Engineers think in selectors: “Click #signup-btn, fill input[name='email'], submit the form, wait for [data-testid='welcome-modal'].”

Natural language tests match the product mental model, not the implementation mental model. This means:

Acceptance criteria become tests directly. The criteria in your Jira ticket are the test. No translation step.
Test reviews are product reviews. When a PM reviews a test, they’re reviewing product behavior, not code.
Gap analysis is intuitive. “We test the happy path but not the error case” is obvious when tests are in English.

Deeper Verification Than Code Can Express

With Gasoline, the AI can verify things that are awkward or impossible in traditional test frameworks:

8. Verify the WebSocket reconnects after the connection drop

The AI calls observe({what: "websocket_status"}) and checks the connection state. Try writing that in Selenium.

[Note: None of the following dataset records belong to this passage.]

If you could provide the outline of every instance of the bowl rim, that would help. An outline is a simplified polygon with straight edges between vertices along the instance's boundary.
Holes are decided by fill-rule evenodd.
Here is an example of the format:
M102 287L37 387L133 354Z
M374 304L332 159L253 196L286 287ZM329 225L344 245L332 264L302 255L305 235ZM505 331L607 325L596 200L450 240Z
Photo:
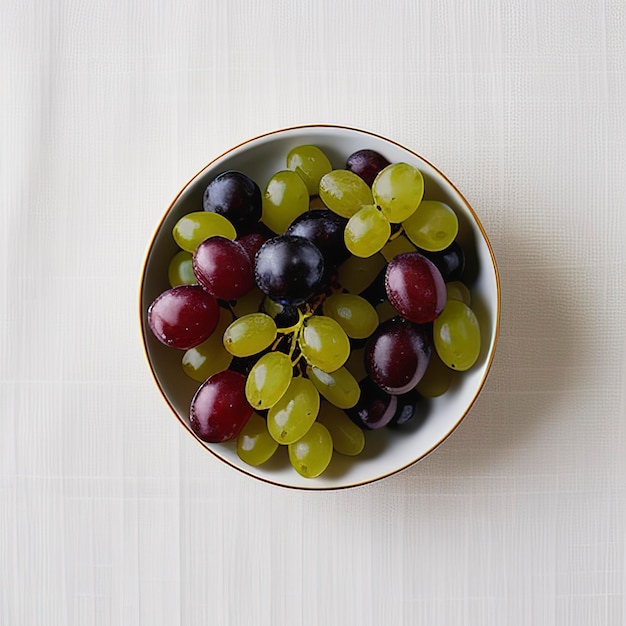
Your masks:
M485 245L487 246L487 250L488 250L489 256L491 258L491 264L493 266L494 277L495 277L495 290L496 290L496 303L495 304L496 304L496 306L495 306L495 315L494 315L494 320L493 320L493 340L491 342L491 348L489 350L489 354L487 355L487 360L486 360L486 362L485 362L485 364L483 366L484 373L483 373L483 376L482 376L482 378L480 380L480 384L476 387L476 390L474 391L473 397L472 397L471 401L468 402L468 404L466 405L463 414L459 417L459 419L456 421L456 423L453 425L453 427L450 430L448 430L448 432L441 439L439 439L430 448L428 448L427 450L425 450L422 453L420 453L420 455L417 458L413 459L409 463L405 463L404 465L402 465L400 467L397 467L397 468L392 469L392 470L387 471L387 472L383 472L383 473L381 473L381 474L379 474L377 476L374 476L372 478L356 480L356 481L347 482L345 484L340 484L340 485L320 485L320 486L315 486L314 485L314 479L312 479L311 486L307 486L307 485L290 485L290 484L285 484L285 483L279 482L278 480L272 480L272 479L264 477L264 476L259 476L257 474L254 474L252 471L246 470L245 467L240 467L238 465L235 465L234 463L230 462L228 459L226 459L226 458L220 456L219 454L217 454L210 447L206 446L205 443L189 428L189 426L184 422L182 417L178 414L178 411L174 408L173 404L170 402L169 398L167 397L167 394L165 393L163 387L161 386L161 383L159 382L159 379L158 379L157 374L156 374L156 372L154 370L154 367L152 366L152 361L150 359L150 355L148 354L148 349L147 349L146 340L145 340L146 333L149 331L149 328L146 326L145 315L144 315L144 311L143 311L143 292L144 292L144 281L145 281L146 271L147 271L147 268L148 268L148 261L150 260L150 256L151 256L153 248L155 246L155 242L156 242L157 236L160 233L161 228L163 227L164 222L166 221L166 219L170 215L172 209L174 208L174 205L178 202L179 198L183 195L183 193L189 188L189 186L198 177L200 177L207 169L209 169L211 166L213 166L215 163L217 163L218 161L220 161L224 157L226 157L229 154L231 154L231 153L233 153L233 152L235 152L235 151L237 151L237 150L247 146L248 144L257 142L257 141L262 140L262 139L267 139L267 138L269 138L269 137L271 137L273 135L280 135L280 134L285 133L285 132L299 131L299 130L314 130L316 128L326 128L326 129L331 129L331 130L350 131L350 132L360 133L362 135L374 137L374 138L376 138L378 140L381 140L383 142L387 142L389 144L395 145L398 148L400 148L400 149L402 149L402 150L412 154L417 159L419 159L419 160L423 161L424 163L426 163L428 166L430 166L437 173L438 176L440 176L448 185L450 185L451 189L458 196L459 201L462 202L465 205L465 208L469 211L470 215L472 216L472 219L474 220L478 230L480 231L480 233L481 233L481 235L483 237ZM304 491L304 492L341 491L341 490L344 490L344 489L352 489L352 488L355 488L355 487L363 487L365 485L371 485L371 484L377 483L377 482L379 482L379 481L381 481L381 480L383 480L385 478L389 478L391 476L394 476L396 474L404 472L408 468L412 467L413 465L416 465L417 463L419 463L420 461L425 459L432 452L434 452L437 448L439 448L452 435L452 433L454 433L456 431L456 429L465 420L465 418L467 417L468 413L470 412L470 410L472 409L472 407L476 403L476 400L478 399L478 396L481 394L481 392L483 391L483 389L485 387L485 383L487 382L487 378L489 377L489 374L491 372L491 366L492 366L493 360L495 358L496 348L497 348L497 344L498 344L498 339L499 339L499 336L500 336L500 317L501 317L500 272L498 270L496 257L495 257L495 254L493 252L493 247L491 245L491 241L489 240L489 237L487 236L487 233L485 232L483 224L482 224L480 218L478 217L478 215L476 214L476 212L474 211L472 205L468 202L467 198L461 193L461 191L457 188L457 186L446 176L446 174L444 174L437 166L433 165L428 159L426 159L421 154L419 154L419 153L415 152L414 150L411 150L410 148L406 147L405 145L403 145L403 144L401 144L401 143L399 143L399 142L397 142L397 141L395 141L393 139L389 139L388 137L385 137L384 135L381 135L379 133L376 133L376 132L373 132L373 131L370 131L370 130L365 130L365 129L362 129L362 128L357 128L355 126L347 126L347 125L344 125L344 124L311 123L311 124L297 124L297 125L293 125L293 126L285 126L283 128L270 130L270 131L261 133L259 135L256 135L254 137L251 137L249 139L246 139L244 141L241 141L240 143L238 143L238 144L228 148L224 152L220 153L219 155L217 155L216 157L211 159L200 170L198 170L191 178L189 178L187 180L187 182L180 188L180 190L178 191L178 193L176 194L174 199L170 202L170 204L168 205L167 209L165 210L165 212L161 216L161 219L157 223L156 228L154 229L154 231L152 233L152 236L150 237L150 241L149 241L149 243L148 243L148 245L146 247L146 250L145 250L145 253L144 253L144 256L143 256L143 262L141 264L141 274L140 274L140 281L139 281L139 322L140 322L140 328L141 328L141 345L142 345L143 354L144 354L144 357L145 357L145 359L147 361L148 368L150 370L152 378L154 379L154 382L156 383L156 386L157 386L157 388L158 388L162 398L165 400L165 403L167 404L167 406L169 406L170 410L172 411L172 413L174 414L174 416L176 417L176 419L178 420L180 425L184 428L185 432L188 433L189 435L191 435L192 438L195 439L202 446L202 448L205 451L208 451L209 453L211 453L221 463L226 464L227 466L237 470L238 472L240 472L241 474L243 474L244 476L247 476L249 478L253 478L255 480L259 480L259 481L261 481L263 483L266 483L268 485L272 485L272 486L275 486L275 487L281 487L283 489L293 489L293 490L296 490L296 491Z

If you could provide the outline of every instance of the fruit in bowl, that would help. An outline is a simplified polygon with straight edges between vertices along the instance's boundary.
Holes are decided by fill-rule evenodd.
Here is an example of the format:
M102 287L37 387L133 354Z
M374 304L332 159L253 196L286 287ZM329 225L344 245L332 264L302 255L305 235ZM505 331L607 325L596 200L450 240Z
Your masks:
M196 175L141 291L150 367L189 432L307 489L437 447L484 385L499 306L488 239L447 178L333 126L269 133Z

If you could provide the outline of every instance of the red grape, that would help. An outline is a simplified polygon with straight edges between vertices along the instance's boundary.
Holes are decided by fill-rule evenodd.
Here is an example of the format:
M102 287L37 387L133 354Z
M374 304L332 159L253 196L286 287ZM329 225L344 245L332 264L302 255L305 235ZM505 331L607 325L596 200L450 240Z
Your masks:
M357 150L346 162L346 169L360 176L370 187L381 170L384 170L389 161L374 150Z
M221 300L236 300L254 287L252 265L245 248L225 237L209 237L193 255L198 282Z
M407 393L420 381L432 351L425 328L395 317L381 324L365 346L365 369L387 393Z
M254 267L256 253L267 239L267 237L258 232L246 233L237 239L237 243L243 246L243 249L247 252L252 267Z
M253 413L245 394L246 377L232 370L211 376L191 401L191 428L208 443L235 439Z
M219 319L215 298L198 285L164 291L148 309L148 325L166 346L189 350L211 335Z
M446 304L441 272L418 252L399 254L389 262L385 289L396 311L416 324L432 322Z

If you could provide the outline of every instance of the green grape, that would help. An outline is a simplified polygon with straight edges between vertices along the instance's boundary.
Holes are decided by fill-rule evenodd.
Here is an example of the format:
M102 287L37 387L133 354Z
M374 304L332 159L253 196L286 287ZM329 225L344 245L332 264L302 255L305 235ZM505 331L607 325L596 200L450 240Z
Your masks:
M328 429L337 452L348 456L363 452L365 433L341 409L322 401L317 421Z
M167 268L167 278L172 287L193 285L198 282L193 273L193 255L191 252L180 250L172 257Z
M283 352L268 352L253 366L246 380L246 398L252 408L269 409L283 396L293 377L291 359Z
M261 309L264 297L265 294L258 287L254 287L248 291L248 293L237 298L237 300L231 304L231 308L237 317L243 317L250 313L258 313Z
M417 383L415 390L425 398L437 398L450 388L454 372L439 358L434 350L428 361L424 375Z
M333 170L322 176L320 198L331 211L346 218L362 207L374 204L367 183L348 170Z
M278 443L269 434L266 421L253 413L237 438L239 458L256 467L268 461L277 449Z
M337 280L344 289L358 294L374 282L385 265L382 254L375 254L365 259L351 256L337 269Z
M376 306L376 313L378 314L379 324L390 320L392 317L400 315L389 300L383 300L380 304L378 304Z
M233 356L258 354L276 339L276 323L265 313L236 319L224 332L224 347Z
M263 194L261 221L282 235L293 220L309 209L309 190L295 172L284 170L270 178Z
M348 336L334 319L326 315L313 315L304 322L298 345L308 364L324 372L338 370L350 356Z
M399 254L415 252L415 250L415 246L404 235L399 235L389 241L380 253L385 257L387 263L389 263L389 261L395 259Z
M365 339L378 328L376 309L361 296L334 293L322 306L324 315L332 317L352 339Z
M346 224L344 241L354 256L370 257L382 250L389 241L391 224L374 206L365 206L357 211Z
M333 457L333 439L328 429L315 422L306 435L288 446L289 462L304 478L317 478Z
M319 192L320 180L333 167L317 146L297 146L287 155L287 169L293 170L305 182L310 196Z
M435 350L453 370L468 370L480 354L480 326L474 312L460 300L448 300L433 323Z
M448 300L460 300L465 302L467 306L472 305L472 294L470 290L459 280L453 280L446 283L446 292Z
M183 371L187 376L203 383L213 374L228 369L233 356L224 348L222 336L232 321L232 313L220 308L220 317L211 336L183 354Z
M302 376L292 379L282 398L267 414L267 430L281 444L295 443L306 434L320 410L320 394Z
M459 218L443 202L422 200L417 211L402 222L407 237L422 250L439 252L459 233Z
M408 163L392 163L372 183L374 201L392 223L404 222L417 209L424 195L422 173Z
M209 237L225 237L233 241L237 237L235 227L219 213L196 211L188 213L176 222L172 230L174 241L187 252L196 248Z
M336 407L350 409L359 401L361 395L359 383L346 367L340 367L327 374L309 365L306 373L322 396Z
M270 317L276 317L279 313L282 312L285 307L275 300L272 300L271 298L265 296L265 298L263 299L262 308Z
M367 371L365 370L365 348L352 350L345 367L355 380L363 380L367 376Z

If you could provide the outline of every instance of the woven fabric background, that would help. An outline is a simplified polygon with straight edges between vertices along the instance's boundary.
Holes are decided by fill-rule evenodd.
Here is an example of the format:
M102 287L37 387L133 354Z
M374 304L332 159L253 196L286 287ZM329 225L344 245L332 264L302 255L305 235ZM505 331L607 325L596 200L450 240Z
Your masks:
M626 623L623 0L0 0L0 623ZM205 453L153 383L182 185L303 123L425 156L501 273L444 445L337 493Z

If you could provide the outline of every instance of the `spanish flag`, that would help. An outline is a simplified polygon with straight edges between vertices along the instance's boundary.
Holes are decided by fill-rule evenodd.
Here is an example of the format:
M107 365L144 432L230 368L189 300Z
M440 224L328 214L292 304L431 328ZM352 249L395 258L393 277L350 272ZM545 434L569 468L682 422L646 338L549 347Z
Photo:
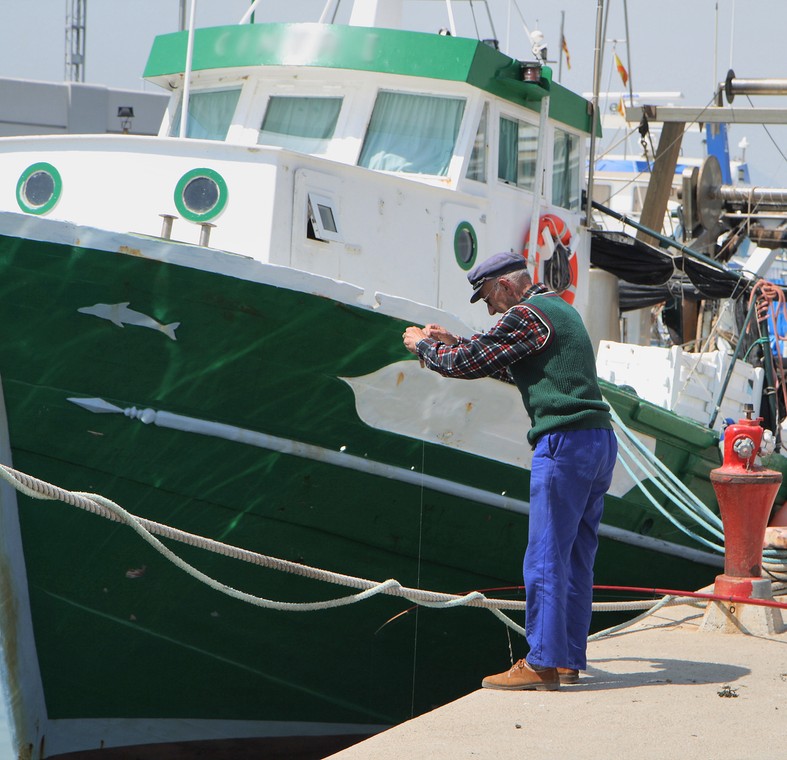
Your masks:
M568 54L568 45L566 44L566 37L563 35L563 39L560 41L560 47L563 48L563 53L566 56L566 66L570 69L571 68L571 56Z
M629 73L626 71L623 61L618 58L617 53L615 53L615 68L617 68L618 74L620 74L620 78L623 80L623 86L625 87L629 83Z

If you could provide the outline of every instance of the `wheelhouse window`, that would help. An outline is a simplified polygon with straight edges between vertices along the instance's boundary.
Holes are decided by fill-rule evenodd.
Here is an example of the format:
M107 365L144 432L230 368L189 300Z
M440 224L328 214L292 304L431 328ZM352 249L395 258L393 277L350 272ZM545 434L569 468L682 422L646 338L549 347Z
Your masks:
M556 129L552 159L552 203L576 211L580 203L579 137Z
M240 87L230 90L206 90L192 92L189 96L189 118L186 124L186 137L202 140L224 140L232 123L235 107L238 105ZM169 134L180 134L181 106L172 120Z
M467 178L476 182L486 182L486 154L487 154L487 121L489 120L489 107L484 103L481 112L481 121L478 122L478 131L475 133L473 151L467 165Z
M341 98L274 95L268 101L257 143L299 153L325 153L341 108Z
M538 127L518 119L500 117L497 176L503 182L533 190L536 180Z
M358 165L444 177L464 108L461 98L380 91Z

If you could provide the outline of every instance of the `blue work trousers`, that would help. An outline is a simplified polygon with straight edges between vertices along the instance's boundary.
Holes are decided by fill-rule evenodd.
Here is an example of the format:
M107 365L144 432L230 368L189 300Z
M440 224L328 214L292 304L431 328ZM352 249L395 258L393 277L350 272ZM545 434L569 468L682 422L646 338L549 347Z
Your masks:
M593 561L617 450L605 429L544 433L536 442L524 561L531 665L587 667Z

12. Verify the page loads in under 3 seconds

The AI checks observe({what: "vitals"}) for LCP. No performance testing library needed.

15. Verify the page is accessible

The AI runs observe({what: "accessibility"}) for a WCAG audit. No axe-core setup needed.

Natural language lets you describe what matters. The AI and Gasoline figure out how to measure it.

The BDD Promise, Finally Delivered

Behavior-Driven Development (BDD) tried to solve this problem with Gherkin syntax:

Given the user is on the login page
When they enter valid credentials
Then they should see the dashboard

But Gherkin still required step definitions — glue code that mapped English to implementation. Someone still had to write Given('the user is on the login page', () => page.goto('/login')). The maintenance burden just moved.

With Gasoline, there are no step definitions. The AI is the step definition. It reads “the user is on the login page” and navigates there. No glue code. No mapping layer. No maintenance.

BDD was right about the idea. It just needed AI to finish the job.

When to Use Natural Language Tests

Natural language tests are ideal for:

Acceptance testing — Verify the product meets requirements
Regression testing — Re-run after deploys to catch breakage
Exploratory testing — “Navigate the settings page and verify nothing looks broken”
Cross-product workflows — “Log in to the admin panel, create a user, then switch to the customer app and verify the user can log in”
Demo verification — “Run the demo script and verify every step completes”

They complement (not replace) unit tests and integration tests. Your engineers still write fast, focused unit tests for business logic. Natural language tests cover the full-stack, end-to-end workflows that live at the product level.

The best test is the one that gets written. And the test that gets written is the one that’s easy to write.